Monday, July 4, 2011

C2) The sequence 11 - 20

After propriety is established in the hexagram Lu (10), the masculine, bottom trigram Qian (the sky, which is designated to stay above and therefore moves upward) and the feminine, upper trigram Kun (the earth, which is designated to stay below and moves downward) interplay with each other in harmony, which results in Tai (11), a smooth, unobstructed, harmonious and peaceful state.

In addition to building Tai (11) and maintaining Tai (as 11.2 does), people must prepare for danger in times of peace (therefore 11.3 gives the warning and 11.4 makes a return voyage to the bright phase of the masculine, bottom trigram Qian) because Tai will collapse once people get used to seek ease and comfort (11.5 condescends to line 11.2 in seeking peace like the younger sister of King Di Yi of Shang married Zhou Wen Wang to attain truce), become slack and overlook the latent crisis (and Tai reaches extremity and the end will reverse). After the hexagram Tai turns upside down, the hexagram Pi (13): blockage and stagnant, appears. Tai refers to the state of prosperity, while Pi is adversity. Tai and Pi are mutually reversed and interchangeable hexagrams.

The norm of villains is prevailing and the norm of gentlemen becomes stagnant in the era of Pi (12). While the masculine starts appearing after the bottom trigram Kun, Pi is being stopped; however Pi won’t collapse of itself but must be toppled by joint forces. Therefore the hexagram Tong Ren (13) comes next, wherein people make friends by virtue of putting aside differences and seeking common ground. With the joint forces, line 1 of the hexagram Tai builds Tai at position 2, and with the joint forces, line 1 of the hexagram Pi starts its journey in Pi, and with the joint forces, 12.6 topples Pi.
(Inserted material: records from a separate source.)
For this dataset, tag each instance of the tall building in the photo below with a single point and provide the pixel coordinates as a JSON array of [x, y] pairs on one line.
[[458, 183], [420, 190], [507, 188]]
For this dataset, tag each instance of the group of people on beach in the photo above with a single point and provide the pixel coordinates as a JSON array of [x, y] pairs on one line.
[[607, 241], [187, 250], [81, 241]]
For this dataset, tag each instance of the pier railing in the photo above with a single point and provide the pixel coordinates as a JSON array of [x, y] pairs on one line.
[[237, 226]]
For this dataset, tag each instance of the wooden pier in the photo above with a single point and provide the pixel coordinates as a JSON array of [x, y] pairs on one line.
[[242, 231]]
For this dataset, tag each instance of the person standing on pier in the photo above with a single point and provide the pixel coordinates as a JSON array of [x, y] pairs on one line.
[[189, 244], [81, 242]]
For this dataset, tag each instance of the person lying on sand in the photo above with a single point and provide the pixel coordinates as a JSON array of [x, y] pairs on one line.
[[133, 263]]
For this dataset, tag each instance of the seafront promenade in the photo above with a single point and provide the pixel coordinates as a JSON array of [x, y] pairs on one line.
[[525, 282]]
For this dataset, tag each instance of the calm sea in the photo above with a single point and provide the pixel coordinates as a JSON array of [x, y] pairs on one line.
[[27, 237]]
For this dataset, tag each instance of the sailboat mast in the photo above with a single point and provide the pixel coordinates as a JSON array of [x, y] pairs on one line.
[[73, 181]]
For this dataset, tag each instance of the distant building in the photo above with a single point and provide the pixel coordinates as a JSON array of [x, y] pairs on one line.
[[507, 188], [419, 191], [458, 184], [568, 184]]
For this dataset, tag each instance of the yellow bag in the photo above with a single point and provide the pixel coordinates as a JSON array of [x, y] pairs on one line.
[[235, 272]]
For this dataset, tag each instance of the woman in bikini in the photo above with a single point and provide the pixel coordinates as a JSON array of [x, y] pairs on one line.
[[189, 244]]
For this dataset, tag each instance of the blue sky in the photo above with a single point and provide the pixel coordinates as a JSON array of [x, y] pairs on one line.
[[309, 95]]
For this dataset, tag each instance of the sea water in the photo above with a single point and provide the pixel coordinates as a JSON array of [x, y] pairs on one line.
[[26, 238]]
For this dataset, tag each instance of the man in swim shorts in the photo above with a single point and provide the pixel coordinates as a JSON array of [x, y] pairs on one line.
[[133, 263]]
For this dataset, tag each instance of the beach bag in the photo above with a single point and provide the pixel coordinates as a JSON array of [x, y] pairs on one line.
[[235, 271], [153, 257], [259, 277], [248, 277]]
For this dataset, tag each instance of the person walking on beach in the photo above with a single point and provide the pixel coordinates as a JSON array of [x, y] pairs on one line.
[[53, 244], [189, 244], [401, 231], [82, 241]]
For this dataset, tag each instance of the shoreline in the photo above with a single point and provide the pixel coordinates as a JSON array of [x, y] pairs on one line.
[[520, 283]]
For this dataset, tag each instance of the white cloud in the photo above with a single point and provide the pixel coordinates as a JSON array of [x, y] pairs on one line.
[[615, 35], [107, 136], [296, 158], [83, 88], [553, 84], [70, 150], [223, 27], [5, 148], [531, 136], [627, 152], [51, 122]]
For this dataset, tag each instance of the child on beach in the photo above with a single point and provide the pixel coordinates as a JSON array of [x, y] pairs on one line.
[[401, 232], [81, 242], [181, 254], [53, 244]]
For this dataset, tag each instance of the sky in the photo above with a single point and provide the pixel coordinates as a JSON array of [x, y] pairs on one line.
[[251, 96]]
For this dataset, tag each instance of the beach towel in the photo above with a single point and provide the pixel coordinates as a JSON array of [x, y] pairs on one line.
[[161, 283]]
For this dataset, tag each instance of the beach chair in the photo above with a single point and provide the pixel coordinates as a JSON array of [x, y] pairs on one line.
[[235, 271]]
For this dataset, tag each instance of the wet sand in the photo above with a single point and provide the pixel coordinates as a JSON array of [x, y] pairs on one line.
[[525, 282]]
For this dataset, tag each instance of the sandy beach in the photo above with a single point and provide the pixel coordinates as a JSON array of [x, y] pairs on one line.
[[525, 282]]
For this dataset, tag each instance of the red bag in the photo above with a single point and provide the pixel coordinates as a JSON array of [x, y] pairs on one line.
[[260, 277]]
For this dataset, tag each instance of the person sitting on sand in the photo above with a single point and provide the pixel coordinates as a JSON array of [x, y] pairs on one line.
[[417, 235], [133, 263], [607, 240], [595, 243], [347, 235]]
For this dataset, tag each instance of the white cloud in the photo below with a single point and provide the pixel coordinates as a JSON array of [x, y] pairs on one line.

The ideal of Tong Ren (13) is peoples over the world are one family. The feminine line 2 staying below is designated to makes friends with all masculine lines; however due to discrimination, self-imposed restriction, indifference, etc., the fellowship is built but not as what is expected (i.e. line 6 reaches the suburbs instead of the countryside as stated in the hexagram text). While the hexagram Tong Ren is presented in a reversed form, the feminine line at position 5 possesses all the masculine lines, and the hexagram becomes Da You (14): abundant possessions; the goal of Da You is abundant possessions shared by all peoples

The hexagram Qian (15), humility, steps onto the stage of the I Ching after the abundance possessions of the hexagram Da You (14), signifying humility is a behavior of the most esteemed virtue. Line 3, the representative line of Qian, works hard but doesn’t exaggerate it, and attains merit or achievement but doesn’t take it as one’s own credit. A person who behaves like this will be supported by hundreds of thousands of people

After a person well cultivates himself in the hexagram Qian (15), he can march to the next hexagram Yu (16), wherein it is instrumental in establishing the ducal state and dispatching the troops. Friends of line 4, the representative line of Yu (a person of political charismas), will gather like the hair bound by a clasp, and by virtue of which it can attain great achievements.

All the lines which are inspired by line 4 of Yu (16) (the source of Yu, a person of political charismas or personal cult) are of ominous omens because they ignore the legitimacy of line 5, the king. Therefore one must be prudent in selecting the right one to follow, and the hexagram Sui (17) means to follow. The masculine line (line 6 of hexagram 12: Pi) descending to the bottom position and the feminine line (line 1 of hexagram 12) ascending to the top position create the bottom trigram Zhen and the upper trigram Dui; the one below moves in following the one above and the one above feels joyful, signifying Sui.

According to Za Gua Zhuan (the commentary on the coupled hexagrams), Sui (17) is regarded as no past, which is signified as ‘to make adjustments timely and perform correctly according to occasions’, and the mission of hexagram Gu (18) is to remove old aged malpractices, and to put things in order. While the follow of the hexagram Sui is reversed, the bottom trigram Xun prostrates itself in exhibiting submissiveness to the upper trigram Gen: to stop, signifying Gu.

After those of the hexagram Gu (18) left over by the old generations have been successfully removed, the sovereign returns and descends to the world, wherein masculine lines 1 and 2 occupies the earth domain and move toward the sky domain, like the large ones (the masculine) approaching the small ones (the feminine), and the hexagram of which is named Lin (19): to approach. In Chinese culture the approach of Lin is usually taken for an action which is from an honored position or a higher position.

Lines 4, 5 and 6 of the hexagram Lin (19) approaching the lines below, like those above approaching those below so as to supervise and manage them, must be done righteously; otherwise calamity exists in August. Once the hexagram Lin is reversed, it becomes hexagram 20, Guan: observation, wherein the masculine line 5 and 6 stays atop like receiving a review or trial on their performances from those below, and the hexagram Guan represents August.